There is a bothersome subject on my mind this week; it is the mayor's announcement that he will not run for re-election.

This is a loss for the region and a loss for his true potential as a leader. The new parlor game is "can he be talked out of this decision" as the resulting primary election will turn into a circus when there could have been stability in these increasingly volatile times. We collectively long for something predictable as chaos is no community building block.

Courage is the infrastructure of leadership when the brain lusts for an easier path. This new millennium promises anything but simplicity. The good mayor's announcement was a shock to most of us; he was supposed to have been a shoe-in, with little likelihood that someone could unseat him. He chose not to run, yet commented that he would not be considered a lame-duck, which was the height of naivet?. Why would a solid politician throw away a chance to be in power for four additional years?

The first thing I thought of was personal or family health. Hopefully neither is the case. His stated reason was that he didn't want to waste his time campaigning when so much was left still to be accomplished. I put that down under "frustration." Most politicians have tasted the disappointment of frustration as conditions or adversarial "termites" pile up and eat away their productive time. Politics produces a mischief that dims the vision and diminishes our collective possibilities.

If you examine the two preceding mayors, you knew that their frustration had to be much worse than his, that he must have known that no job like his could be free of defeats, opposition or unexpected erosion of power. He couldn't have been that naive. He knew that infrastructure was getting worn out; that we had been growing too big, too fast; that traffic was an expanding monster; that the state's deficit was placing too strong an inhibition on the city's budget; and that it would be getting worse and not better, for the city is affected by global events.

He knew that affordable housing was proving an impossible factor to resolve, and that growing terrorism might further hurt the city's convention and travel business. In other words, there has been a coming millennium shift in people's willingness to travel far away from their homes for vacations, or to hold conventions. The Iraqi War and its aftershock join 9/11 in changing perceptions about safety and leadership.

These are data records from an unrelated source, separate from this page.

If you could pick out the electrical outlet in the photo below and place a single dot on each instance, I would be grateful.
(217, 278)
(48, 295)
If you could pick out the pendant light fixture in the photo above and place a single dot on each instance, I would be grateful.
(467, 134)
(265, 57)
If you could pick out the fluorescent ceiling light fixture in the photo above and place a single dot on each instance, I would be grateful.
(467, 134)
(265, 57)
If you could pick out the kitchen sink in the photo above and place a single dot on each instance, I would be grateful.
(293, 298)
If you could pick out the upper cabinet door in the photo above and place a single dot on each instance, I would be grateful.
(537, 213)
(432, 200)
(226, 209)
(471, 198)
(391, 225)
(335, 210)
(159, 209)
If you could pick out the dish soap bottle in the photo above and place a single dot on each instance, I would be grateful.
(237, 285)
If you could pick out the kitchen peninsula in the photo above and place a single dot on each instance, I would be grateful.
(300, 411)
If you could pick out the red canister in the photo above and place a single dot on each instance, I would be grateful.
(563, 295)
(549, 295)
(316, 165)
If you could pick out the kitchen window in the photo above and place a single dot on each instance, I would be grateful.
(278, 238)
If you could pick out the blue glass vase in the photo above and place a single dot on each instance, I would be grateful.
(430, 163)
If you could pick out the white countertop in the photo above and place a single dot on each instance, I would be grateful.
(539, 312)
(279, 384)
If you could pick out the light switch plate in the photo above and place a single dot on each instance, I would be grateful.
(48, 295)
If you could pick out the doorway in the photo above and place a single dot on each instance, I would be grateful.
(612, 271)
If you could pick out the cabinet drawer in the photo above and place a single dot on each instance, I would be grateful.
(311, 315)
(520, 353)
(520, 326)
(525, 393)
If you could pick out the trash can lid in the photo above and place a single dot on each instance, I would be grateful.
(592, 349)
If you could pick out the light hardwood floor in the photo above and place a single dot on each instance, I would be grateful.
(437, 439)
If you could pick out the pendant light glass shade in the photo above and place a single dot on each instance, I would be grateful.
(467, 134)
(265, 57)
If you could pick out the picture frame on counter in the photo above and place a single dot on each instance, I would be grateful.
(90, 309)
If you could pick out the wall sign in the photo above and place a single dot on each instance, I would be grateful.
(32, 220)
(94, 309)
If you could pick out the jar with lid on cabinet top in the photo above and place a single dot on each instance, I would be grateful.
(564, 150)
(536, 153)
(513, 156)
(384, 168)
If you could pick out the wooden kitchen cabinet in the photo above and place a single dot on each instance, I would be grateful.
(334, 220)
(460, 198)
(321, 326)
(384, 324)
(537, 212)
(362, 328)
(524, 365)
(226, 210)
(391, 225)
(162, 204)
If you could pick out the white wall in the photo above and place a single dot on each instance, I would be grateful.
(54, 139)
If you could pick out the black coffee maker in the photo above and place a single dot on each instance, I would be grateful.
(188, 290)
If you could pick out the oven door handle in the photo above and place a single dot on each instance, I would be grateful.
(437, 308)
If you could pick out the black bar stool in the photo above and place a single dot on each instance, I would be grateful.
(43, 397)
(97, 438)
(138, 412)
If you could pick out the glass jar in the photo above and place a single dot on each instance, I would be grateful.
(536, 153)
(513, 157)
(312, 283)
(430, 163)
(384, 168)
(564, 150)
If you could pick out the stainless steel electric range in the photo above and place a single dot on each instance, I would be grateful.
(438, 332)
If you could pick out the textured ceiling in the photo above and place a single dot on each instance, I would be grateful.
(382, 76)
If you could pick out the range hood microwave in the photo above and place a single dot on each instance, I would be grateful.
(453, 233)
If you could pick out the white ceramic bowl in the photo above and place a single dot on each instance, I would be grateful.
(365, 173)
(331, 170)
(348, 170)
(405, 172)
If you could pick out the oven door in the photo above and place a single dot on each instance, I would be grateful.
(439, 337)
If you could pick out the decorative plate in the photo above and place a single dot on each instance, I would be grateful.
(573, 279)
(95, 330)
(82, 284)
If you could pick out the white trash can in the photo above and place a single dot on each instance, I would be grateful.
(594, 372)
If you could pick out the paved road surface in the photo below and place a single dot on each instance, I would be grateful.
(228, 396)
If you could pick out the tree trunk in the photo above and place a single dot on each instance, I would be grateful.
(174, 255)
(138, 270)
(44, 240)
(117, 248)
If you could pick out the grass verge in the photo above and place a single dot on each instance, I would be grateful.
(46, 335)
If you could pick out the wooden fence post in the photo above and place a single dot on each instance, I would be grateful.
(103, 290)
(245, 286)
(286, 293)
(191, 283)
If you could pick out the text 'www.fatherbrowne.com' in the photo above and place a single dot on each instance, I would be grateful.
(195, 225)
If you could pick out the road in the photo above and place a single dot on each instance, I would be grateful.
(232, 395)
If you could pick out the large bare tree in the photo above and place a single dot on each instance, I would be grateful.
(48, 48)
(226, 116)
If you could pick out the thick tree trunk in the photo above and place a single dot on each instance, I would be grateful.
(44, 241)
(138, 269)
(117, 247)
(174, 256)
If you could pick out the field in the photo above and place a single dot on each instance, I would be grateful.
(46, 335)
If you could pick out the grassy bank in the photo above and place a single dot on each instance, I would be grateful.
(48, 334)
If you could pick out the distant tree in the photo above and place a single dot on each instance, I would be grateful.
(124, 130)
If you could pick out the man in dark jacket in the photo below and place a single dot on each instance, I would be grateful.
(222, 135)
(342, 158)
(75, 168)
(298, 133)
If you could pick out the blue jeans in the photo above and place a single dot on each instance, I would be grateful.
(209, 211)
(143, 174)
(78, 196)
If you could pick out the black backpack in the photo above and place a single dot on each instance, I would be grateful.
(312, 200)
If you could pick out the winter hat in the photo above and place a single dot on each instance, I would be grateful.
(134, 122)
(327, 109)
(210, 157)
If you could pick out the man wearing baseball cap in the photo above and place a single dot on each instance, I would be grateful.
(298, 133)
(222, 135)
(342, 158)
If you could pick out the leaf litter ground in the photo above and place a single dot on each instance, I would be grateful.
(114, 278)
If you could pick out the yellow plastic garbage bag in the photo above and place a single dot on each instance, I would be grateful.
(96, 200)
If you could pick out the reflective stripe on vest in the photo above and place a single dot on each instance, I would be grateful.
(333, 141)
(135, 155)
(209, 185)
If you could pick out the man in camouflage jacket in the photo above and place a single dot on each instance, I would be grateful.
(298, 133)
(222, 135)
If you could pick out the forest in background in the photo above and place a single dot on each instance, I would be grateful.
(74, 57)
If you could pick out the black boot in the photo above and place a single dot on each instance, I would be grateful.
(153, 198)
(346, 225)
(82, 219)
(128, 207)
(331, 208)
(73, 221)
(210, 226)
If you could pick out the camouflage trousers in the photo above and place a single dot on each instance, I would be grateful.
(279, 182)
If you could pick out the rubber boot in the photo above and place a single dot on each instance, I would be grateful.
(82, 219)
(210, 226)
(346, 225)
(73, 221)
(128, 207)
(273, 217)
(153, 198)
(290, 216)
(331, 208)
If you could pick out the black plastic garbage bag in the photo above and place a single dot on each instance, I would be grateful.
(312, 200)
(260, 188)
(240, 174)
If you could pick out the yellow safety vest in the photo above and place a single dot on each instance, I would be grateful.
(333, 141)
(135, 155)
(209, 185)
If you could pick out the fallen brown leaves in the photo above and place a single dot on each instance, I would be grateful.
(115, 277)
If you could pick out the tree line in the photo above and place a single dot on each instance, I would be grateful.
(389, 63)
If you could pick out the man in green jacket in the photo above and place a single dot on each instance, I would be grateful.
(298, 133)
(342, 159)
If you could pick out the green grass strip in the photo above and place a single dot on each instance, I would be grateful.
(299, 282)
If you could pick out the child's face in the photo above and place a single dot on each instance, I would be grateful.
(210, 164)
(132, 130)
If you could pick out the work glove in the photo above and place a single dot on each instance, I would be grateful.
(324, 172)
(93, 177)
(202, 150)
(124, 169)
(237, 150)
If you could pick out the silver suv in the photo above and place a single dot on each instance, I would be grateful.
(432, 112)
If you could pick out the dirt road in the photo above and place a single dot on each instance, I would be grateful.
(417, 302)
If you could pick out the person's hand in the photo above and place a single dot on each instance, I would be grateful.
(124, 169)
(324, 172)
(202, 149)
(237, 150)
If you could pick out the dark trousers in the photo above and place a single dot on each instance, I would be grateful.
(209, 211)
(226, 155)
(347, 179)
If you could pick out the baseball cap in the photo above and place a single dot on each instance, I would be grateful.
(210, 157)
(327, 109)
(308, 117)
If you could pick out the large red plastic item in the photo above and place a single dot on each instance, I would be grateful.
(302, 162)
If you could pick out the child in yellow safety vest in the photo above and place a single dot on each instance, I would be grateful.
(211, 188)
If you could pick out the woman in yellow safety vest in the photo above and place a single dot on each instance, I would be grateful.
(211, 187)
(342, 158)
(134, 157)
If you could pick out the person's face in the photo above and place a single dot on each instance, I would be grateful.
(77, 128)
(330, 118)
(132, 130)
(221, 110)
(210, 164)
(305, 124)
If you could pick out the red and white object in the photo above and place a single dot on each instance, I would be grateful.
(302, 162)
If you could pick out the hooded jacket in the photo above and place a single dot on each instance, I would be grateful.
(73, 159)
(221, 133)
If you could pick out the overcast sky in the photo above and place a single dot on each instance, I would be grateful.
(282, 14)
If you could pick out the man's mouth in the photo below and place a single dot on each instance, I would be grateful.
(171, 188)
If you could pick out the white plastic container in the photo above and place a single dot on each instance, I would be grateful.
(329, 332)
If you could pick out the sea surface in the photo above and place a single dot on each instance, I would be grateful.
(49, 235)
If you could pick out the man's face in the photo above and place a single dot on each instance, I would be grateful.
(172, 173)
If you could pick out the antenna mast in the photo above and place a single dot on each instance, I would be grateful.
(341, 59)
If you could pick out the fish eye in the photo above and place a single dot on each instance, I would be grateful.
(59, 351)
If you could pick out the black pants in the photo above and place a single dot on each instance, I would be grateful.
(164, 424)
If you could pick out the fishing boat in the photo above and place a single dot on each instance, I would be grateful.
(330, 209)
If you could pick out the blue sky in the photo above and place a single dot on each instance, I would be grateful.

This mayor is no tyrant, and no double-dealing political animal. After all, he is a judge and understands that complications demand careful thinking and deliberation. He was not decisive and his political adviser was not a risk-taker; rather a typical poll-watcher before deciding on any subject. That robbed the mayor of any visionary possibility at exactly the time when that factor became a critical necessity; a leader with a vision, not a list; a unique person who could build the trust of the electorate as he convinced them of the pathway to an achievable future.

Tomorrow's vision can be achieved only by a visionary whose trust could be earned through his leadership, attitude and skills as a communicator. San Diego and the state are in desperate need of these precious qualities of leadership and energy. I have concluded that this is the time for this strength of ethical leadership regardless of how fine a city he leads. The near-perfection of our climate and beauty makes it even more difficult for we are becoming more conservative rather than creative and experimental.

While enjoying no friendship with the man, I shall miss this busy, this good person, for he could have accomplished so much more for his city. I hope that he and his family's health are excellent and that he will not be bereft of effectiveness because of his limiting time, which will inhibit his power, but hopefully not his courage.

The new mayor should build trust for that is the primary necessity for leadership and any relationship with the electorate. Trust is a mysterious commodity that only time can measure. The new mayor must be effective so that his or her principles can be calibrated and experienced. Without effectiveness, there is only mediocrity and San Diego has seen enough of that sorry commodity.